Ia menatapku dan mencatat apa yang ia ukur ke bukunya dan menjawab pertanyaanku.
“Ini satu hal yang kadang terlewati. Tangga yang akan digunakan oleh pengantin harus aman, apa lagi kalau pengantinnya mengenakan gaun yang menyempit di pinggul, atau pun yang sangat dalam. Hak sepatu pun begitu, apakah aman memakai hak yang tipis, atau harus memakai hak tebal karena celah bebatuan tidak aman untuk dilewati dan rawan terselip. Semua harus dipertimbangkan dnegan matang.” Jawab Anne.
“Kau benar-benar profesional, ya.” Pujiku tulus.
“Semua ini Zoe yang mengajarkan. Meski ia seringnya tidak acuh pada bisnisnya ini dan jarang sekali datang ke kantor, tapi semua ilmu yang harus dimiliki oleh semua Wedding Organizer, Zoe yang mengajarkannya pada semua orang. Bisnis ini adalah usaha keluarga turun temurun dari neneknya.”
Aku mengangguk kagum. Ternyata, meski sering sekali absen ke kantor, Zoe tetap memiliki tanggung jawab juga.
“Kau mau booking berdua bersama pasangan?” tanya Anne.
Ia sudah selesai mengukur dan mengambil foto, kini kami duduk di kursi salah satu meja yang berada di dalam ruangan.
“Ya, bersama suamiku.” Jawabku.
“Oh, kau sudah menikah?

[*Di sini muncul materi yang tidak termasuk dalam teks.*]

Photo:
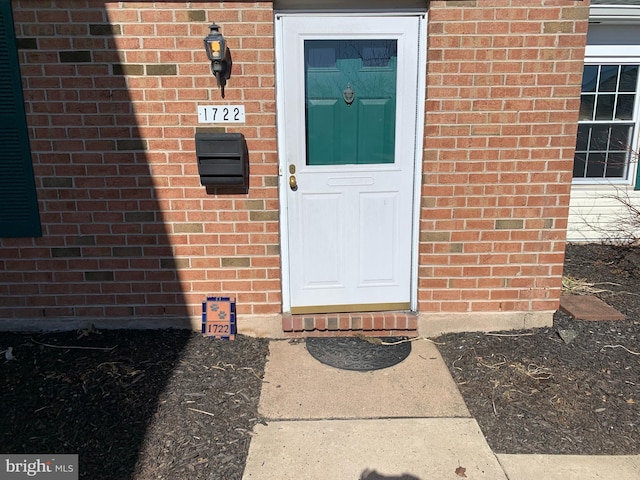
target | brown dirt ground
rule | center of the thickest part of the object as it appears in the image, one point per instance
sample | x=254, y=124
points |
x=531, y=392
x=170, y=404
x=150, y=405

Apa menikah itu menyenangkan?”
Aku menatap Anne, “kalau kau menikah dengan orang yang tepat, semua akan menyenangkan meski pun banyak masalah.”

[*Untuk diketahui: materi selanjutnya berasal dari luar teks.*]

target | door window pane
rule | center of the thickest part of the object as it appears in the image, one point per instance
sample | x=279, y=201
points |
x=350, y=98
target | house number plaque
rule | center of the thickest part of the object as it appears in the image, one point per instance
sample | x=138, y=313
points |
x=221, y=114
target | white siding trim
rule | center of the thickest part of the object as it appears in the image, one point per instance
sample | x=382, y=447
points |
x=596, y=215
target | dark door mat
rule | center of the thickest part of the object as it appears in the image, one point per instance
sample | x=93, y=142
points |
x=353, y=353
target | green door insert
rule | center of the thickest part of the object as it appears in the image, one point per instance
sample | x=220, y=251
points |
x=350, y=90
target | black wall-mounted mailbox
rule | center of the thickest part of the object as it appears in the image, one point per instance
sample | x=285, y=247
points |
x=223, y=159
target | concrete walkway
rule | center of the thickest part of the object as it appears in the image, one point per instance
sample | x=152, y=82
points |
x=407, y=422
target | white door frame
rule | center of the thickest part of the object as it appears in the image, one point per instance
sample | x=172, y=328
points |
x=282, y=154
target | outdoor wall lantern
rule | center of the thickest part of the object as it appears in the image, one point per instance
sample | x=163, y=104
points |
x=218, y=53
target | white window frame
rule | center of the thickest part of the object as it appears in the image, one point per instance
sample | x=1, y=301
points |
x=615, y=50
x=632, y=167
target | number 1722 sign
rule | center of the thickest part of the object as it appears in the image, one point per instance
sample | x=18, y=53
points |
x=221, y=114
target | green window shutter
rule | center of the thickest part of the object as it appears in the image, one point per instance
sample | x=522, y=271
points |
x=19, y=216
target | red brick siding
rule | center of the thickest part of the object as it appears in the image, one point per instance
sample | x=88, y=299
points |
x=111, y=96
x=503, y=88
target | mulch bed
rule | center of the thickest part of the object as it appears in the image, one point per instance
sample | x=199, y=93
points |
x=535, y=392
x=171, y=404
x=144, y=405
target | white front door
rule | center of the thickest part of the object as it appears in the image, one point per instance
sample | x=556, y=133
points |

“Menikah ya,” Anne memandang ke atap seakan sedang berpikir, “menikah tidak pernah ada dalam kamusku meski aku senang kalau ada klien yang bahagia di hari pernikahan mereka. Melihat mereka yang bahagia sudah cukup buatku.” Tambahnya menerawang.
“Menikah atau tidak selama kau bahagia, jalani saja. Hidup manusia itu kan beragam, tidak harus semua orang memiliki jalan hidup yang sama. Dulu aku juga takut menikah, tapi ketika ada orang yang benar-benar memperjuangkanku meski aku sudah melukai hatinya entah sedalam apa, akhirnya aku luluh juga dan kami menjadi pasangan suami istri sekarang. Hidup itu aneh, tidak ada yang tahu akan speerti apa nantinya hidup kita berjalan.”
“Aku turut senang kau menemukan orang yang tepat. Kalau begitu rasanya kau harus segera mengatur booking untuk makan malam sebulan lagi sebelum ada yang menempati tanggal yang kau inginkan. Kita sudah terlalu lama di sini, masih ada banyak hal yang harus dilakukan dan kita harus berkendara ke tempat lain untuk mengecek hal-hal kecil yang sangat penting. Kali ini aku akan mengajakmu untuk pergi ke salah satu toko roti kecil yang semua makanannya sangat enak, pengantin perlu tamu-tamu yang diisi perutnya dengan makanan enak.” Kata Anne yang kini berdiri dan berjalan menuju gedung utama tempat Philip berada.
Aku mengikuti Anne, namun kali ini dengan perasaan senang yang tak lagi khawatir karena ternyata ia sangat bisa untuk diandalkan dan aku perlu belajar banyak dari Anne yang penampilannya sangat mirip dengan Mila. Bukan hanya penampilannya, namun statusnya juga.